Expression of G-protein-coupled receptors in Xenopusoocytes indicates that several G-proteins are capable of coupling receptors to the activation of phospholipase C, resulting in the release of calcium from intracellular stores. These include Gs, the classical component of the stimulatory cascade to adenylyl cyclase (De la Penna et al., 1995). We next explored the G-protein coupling of the DopR99B receptor when expressed in Xenopus oocytes to see whether different G-protein-mediated pathways are responsible for coupling the receptor to different second messenger pathways.

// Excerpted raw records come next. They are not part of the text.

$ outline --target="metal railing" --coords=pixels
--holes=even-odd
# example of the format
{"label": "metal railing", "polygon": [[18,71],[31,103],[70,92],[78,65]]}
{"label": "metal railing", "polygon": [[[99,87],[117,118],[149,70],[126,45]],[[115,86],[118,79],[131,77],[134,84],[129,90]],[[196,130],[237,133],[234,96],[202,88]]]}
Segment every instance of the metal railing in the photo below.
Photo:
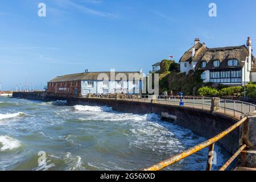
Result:
{"label": "metal railing", "polygon": [[[184,159],[193,154],[207,147],[209,147],[209,152],[208,156],[207,159],[207,164],[206,167],[207,171],[211,171],[212,170],[212,161],[213,159],[213,154],[214,154],[214,146],[216,142],[218,142],[222,138],[227,135],[228,134],[231,133],[232,131],[235,130],[236,128],[241,125],[243,122],[247,121],[247,118],[245,117],[237,123],[232,126],[224,131],[218,135],[208,140],[203,142],[199,144],[197,144],[193,147],[190,148],[189,149],[180,153],[179,154],[175,155],[172,157],[166,159],[164,161],[162,161],[159,163],[157,164],[152,166],[149,168],[147,168],[144,169],[144,171],[159,171],[162,169],[170,165],[172,165],[183,159]],[[236,159],[236,158],[242,151],[243,149],[246,147],[246,144],[243,144],[240,148],[229,159],[226,163],[219,169],[219,171],[224,171],[226,169],[229,165],[232,163],[233,161]]]}
{"label": "metal railing", "polygon": [[[115,99],[130,100],[132,101],[152,102],[159,104],[172,105],[180,106],[180,102],[183,102],[185,107],[197,108],[203,110],[213,111],[213,106],[216,107],[214,110],[216,112],[221,112],[226,115],[240,118],[241,115],[247,113],[255,111],[256,105],[251,103],[240,101],[224,100],[218,98],[200,97],[181,97],[181,96],[150,96],[142,95],[141,97],[119,97],[117,94]],[[113,99],[112,98],[111,99]],[[181,102],[182,100],[182,102]],[[213,102],[217,103],[213,103]],[[206,170],[212,170],[212,161],[213,159],[214,147],[215,143],[222,139],[232,131],[238,127],[243,123],[247,121],[247,117],[244,117],[234,125],[230,126],[226,130],[221,132],[218,135],[212,138],[207,141],[199,144],[189,149],[173,156],[149,168],[144,169],[144,171],[159,171],[170,165],[172,165],[183,159],[184,159],[192,154],[197,152],[207,147],[209,147],[209,152],[207,159]],[[225,163],[219,169],[225,170],[238,155],[246,147],[246,144],[242,144],[239,150]]]}
{"label": "metal railing", "polygon": [[[141,100],[146,102],[146,100],[152,100],[152,96],[142,96]],[[180,96],[155,96],[155,100],[158,104],[180,105],[182,98],[184,106],[211,110],[213,98],[200,97],[180,97]],[[137,99],[139,101],[139,99]],[[148,102],[148,101],[147,101]],[[216,112],[224,113],[240,118],[241,115],[256,110],[256,105],[251,103],[240,101],[218,99],[217,104],[218,107]]]}
{"label": "metal railing", "polygon": [[[183,106],[211,111],[212,109],[213,98],[177,96],[152,96],[152,95],[129,95],[129,94],[92,94],[90,98],[122,100],[131,101],[151,102],[155,100],[155,103],[180,106],[180,100],[182,98]],[[217,98],[216,98],[217,99]],[[217,99],[217,109],[215,112],[223,113],[232,117],[240,119],[243,114],[256,110],[256,105],[251,103],[240,101]]]}

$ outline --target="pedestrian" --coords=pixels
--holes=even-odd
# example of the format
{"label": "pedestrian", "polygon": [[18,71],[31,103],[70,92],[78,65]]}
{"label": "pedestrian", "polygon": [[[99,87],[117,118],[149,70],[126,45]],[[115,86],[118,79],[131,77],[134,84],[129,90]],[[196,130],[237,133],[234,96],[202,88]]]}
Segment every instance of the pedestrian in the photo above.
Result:
{"label": "pedestrian", "polygon": [[173,97],[174,97],[174,93],[172,92],[172,90],[171,90],[171,91],[170,91],[170,95],[171,96],[171,98],[172,98],[172,98],[173,98]]}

The dopamine-induced increases in cAMP levels in oocytes expressing the DopR99B receptor are blocked by preexposure of the oocytes to pertussis toxin for either 1 d at 10 μg/ml or 3 d at 0.4 μg/ml (Fig. 4 A). This suggests the involvement of Gi- or Go-like G-proteins in this component of the response. In contrast, the inward currents generated by exposure of oocytes to 2 min pulses of 1 μm dopamine are not altered by preexposure to pertussis toxin under either of the two conditions used (Fig.4 B). Thus, the results suggest that the effects of activation of the DopR99B receptor on changes in intracellular calcium and cAMP levels in oocytes are mediated by independent receptor-activated G-protein-coupled pathways.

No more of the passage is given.